Sin embargo, la ciudad estaba que daba pena, diferente a otros tiempos pasados, donde todo era alegría y diversión.
La gente definitivamente estea recogida, y los ambientes de diversión cerrando a temprana hora, debido a la ausencia de clientela.
De noche no hay para donde coger, porque la capital dominicana se ha convertido en una de las más aburridas no solo de la zona del Caribe sino de América Latina.
La verdad hay que decirla, pues los más de 40 años dedicados a reseñar y a escribir sobre el espectáculo nos confieren por lo menos la capacidad de poder evaluar y comparar las diferentes épocas.
Sin que se interprete como una apreciación politizada, debemos decir que los gobiernos del Partido de la Liberación Dominbicana han diezmado la actividad musical y del espectáculo en el país.
Empezando por las limitaciones impuestas a los establecimientos de diversión con respecto a la venta de bebidas alcohólicas, con la excusa de que con la misma se iba a disminuir la delincuencia, y los hechos que a diario vemos de noche y de día se han ocupado de contradecir esta medida.

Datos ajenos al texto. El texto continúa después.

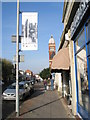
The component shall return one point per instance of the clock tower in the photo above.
(52, 49)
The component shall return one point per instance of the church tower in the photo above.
(52, 49)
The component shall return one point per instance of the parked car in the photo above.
(10, 92)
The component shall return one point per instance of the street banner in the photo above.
(29, 31)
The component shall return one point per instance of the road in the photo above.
(40, 104)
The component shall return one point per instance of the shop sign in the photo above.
(29, 31)
(84, 4)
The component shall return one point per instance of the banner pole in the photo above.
(17, 63)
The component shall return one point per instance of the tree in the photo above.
(7, 68)
(45, 73)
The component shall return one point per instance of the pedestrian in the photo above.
(52, 82)
(45, 84)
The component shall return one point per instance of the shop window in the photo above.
(88, 47)
(82, 77)
(80, 40)
(88, 31)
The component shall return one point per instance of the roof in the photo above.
(51, 40)
(61, 60)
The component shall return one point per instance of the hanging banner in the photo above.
(29, 31)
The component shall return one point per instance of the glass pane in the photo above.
(80, 40)
(82, 76)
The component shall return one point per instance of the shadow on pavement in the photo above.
(40, 106)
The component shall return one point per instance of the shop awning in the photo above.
(61, 60)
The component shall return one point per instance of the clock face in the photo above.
(52, 55)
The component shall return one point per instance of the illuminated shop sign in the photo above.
(84, 5)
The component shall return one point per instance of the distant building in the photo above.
(52, 49)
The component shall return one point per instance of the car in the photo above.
(10, 92)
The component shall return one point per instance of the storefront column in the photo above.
(73, 82)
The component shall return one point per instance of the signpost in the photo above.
(28, 41)
(17, 62)
(21, 58)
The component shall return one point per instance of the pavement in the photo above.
(43, 104)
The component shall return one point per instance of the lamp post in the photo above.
(17, 62)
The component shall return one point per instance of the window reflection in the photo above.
(82, 76)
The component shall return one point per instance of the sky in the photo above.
(49, 23)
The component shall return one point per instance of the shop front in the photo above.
(61, 67)
(80, 34)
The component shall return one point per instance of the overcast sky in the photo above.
(49, 23)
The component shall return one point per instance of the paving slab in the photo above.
(43, 105)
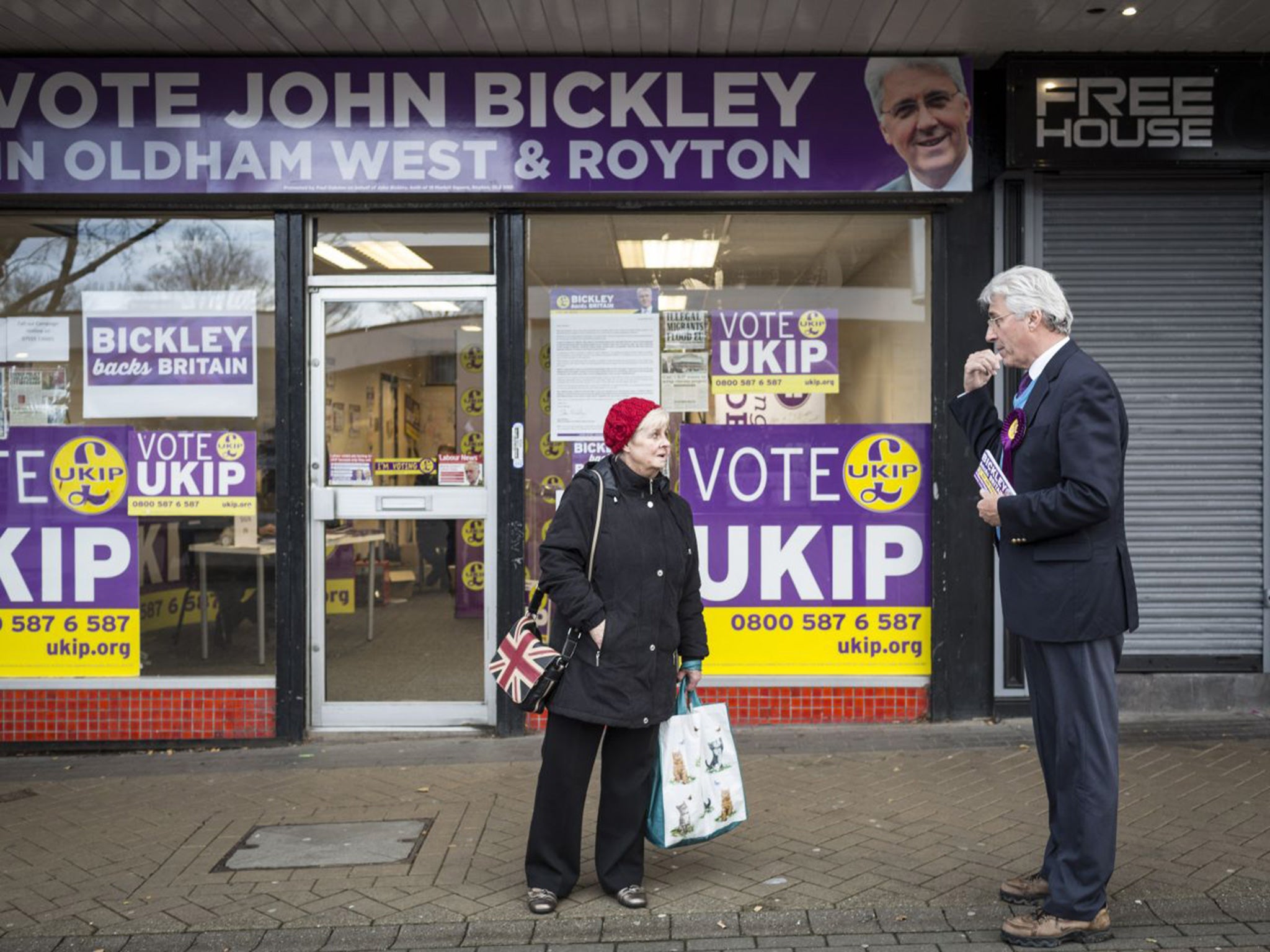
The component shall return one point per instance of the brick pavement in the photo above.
(858, 837)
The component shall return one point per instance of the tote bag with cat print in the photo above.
(696, 791)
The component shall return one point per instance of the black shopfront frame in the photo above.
(961, 265)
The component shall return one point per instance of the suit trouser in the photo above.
(1076, 721)
(553, 858)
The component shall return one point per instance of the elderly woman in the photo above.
(642, 631)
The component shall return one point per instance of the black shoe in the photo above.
(541, 902)
(633, 897)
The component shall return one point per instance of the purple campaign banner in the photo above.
(65, 537)
(802, 516)
(155, 352)
(766, 342)
(569, 125)
(605, 299)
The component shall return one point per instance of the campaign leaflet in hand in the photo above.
(990, 477)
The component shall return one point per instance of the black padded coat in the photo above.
(646, 588)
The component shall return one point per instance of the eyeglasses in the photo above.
(935, 102)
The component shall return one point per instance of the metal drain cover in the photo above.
(299, 845)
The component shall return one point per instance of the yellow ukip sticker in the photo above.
(812, 324)
(89, 475)
(550, 450)
(474, 532)
(474, 576)
(471, 358)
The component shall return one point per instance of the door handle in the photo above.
(403, 505)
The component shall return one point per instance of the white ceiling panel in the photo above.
(980, 29)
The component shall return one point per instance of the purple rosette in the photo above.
(1013, 432)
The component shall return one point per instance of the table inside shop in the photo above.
(266, 547)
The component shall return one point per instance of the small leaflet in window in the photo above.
(685, 382)
(685, 330)
(460, 470)
(990, 477)
(351, 470)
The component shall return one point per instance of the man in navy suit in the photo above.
(1066, 584)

Había mucha gente que gustaba de venir al país a disfrutar de la alegría contagiosa y el ambiente festivo de nuestro pueblo.
Todo eso es cosa del pasado, y no podemos esconder ni exculpar a los responsables del desastre que se está viviendo en el mundo del entretenimiento.
De verdad que nunca habíamos visto una situación igual. Y no porque nos lo hayan contado, sino porque lo hemos coprobado en el terreno, en el día a día y noche a noche.
Lo peor de todo es que no se ve el final ni la salida del tunel.
El nuevo gobierno se está ocupando de hacerlo más extenso, oscuro y difícil de transitar.